— Di solito le zingare truffano — dice, tutta seria — ma questo non significa che il concetto di base sia infondato. Capisci, tutta la nostra vita è già programmata nelle molecole di DNA, le quali sono anche responsabili dei segni sul palmo della mano. Fammi dare un’occhiata alla tua.
Mi prende la mano, mi attira accanto a sé. Come mi sento idiota, ad aver bisogno di essere adescato in tal modo! Faccio proprio la figura del vergine, nell’atteggiamento se non nell’esperienza pratica.

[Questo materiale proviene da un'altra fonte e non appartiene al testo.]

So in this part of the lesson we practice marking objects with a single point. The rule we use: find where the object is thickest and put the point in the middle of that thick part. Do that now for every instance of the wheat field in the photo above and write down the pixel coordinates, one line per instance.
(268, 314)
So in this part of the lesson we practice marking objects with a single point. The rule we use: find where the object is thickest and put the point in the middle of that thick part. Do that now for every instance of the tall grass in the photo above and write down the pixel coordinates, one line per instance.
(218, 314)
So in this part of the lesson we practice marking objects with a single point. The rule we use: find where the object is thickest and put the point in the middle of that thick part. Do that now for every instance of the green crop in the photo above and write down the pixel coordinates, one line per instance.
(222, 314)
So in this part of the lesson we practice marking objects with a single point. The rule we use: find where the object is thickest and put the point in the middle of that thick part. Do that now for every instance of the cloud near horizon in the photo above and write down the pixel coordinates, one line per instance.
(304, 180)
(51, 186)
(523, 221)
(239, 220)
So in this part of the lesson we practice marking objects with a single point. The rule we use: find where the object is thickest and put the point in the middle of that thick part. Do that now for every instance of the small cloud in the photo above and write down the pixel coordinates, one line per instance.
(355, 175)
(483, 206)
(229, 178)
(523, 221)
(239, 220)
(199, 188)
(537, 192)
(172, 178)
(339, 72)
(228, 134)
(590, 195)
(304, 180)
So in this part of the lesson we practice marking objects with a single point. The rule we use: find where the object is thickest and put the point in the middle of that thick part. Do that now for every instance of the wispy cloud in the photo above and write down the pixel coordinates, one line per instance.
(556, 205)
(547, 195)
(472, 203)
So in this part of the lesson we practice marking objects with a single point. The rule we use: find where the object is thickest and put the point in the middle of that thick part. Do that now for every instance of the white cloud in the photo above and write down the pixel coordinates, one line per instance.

Margo si china sul mio palmo, titillandomi. — Questa, vedi, è la linea della vita. Oh, com’è lunga! Molto lunga! — Io lancio sbirciatine furtive alle sue tette mentre lei si esibisce nel numero di chiromanzia. — E questo è il monte di Venere. Vedi questa linea che si piega qui? Mi rivela che tu sei capace di passioni profonde ma che le reprimi, le soffochi. Non è vero?
D’accordo. Farò il tuo gioco, Margo. Di colpo il mio braccio le cinge le spalle, la mia mano striscia verso il suo seno.
— Oh, sì, Eh, sì, sì! — Con calore forzato.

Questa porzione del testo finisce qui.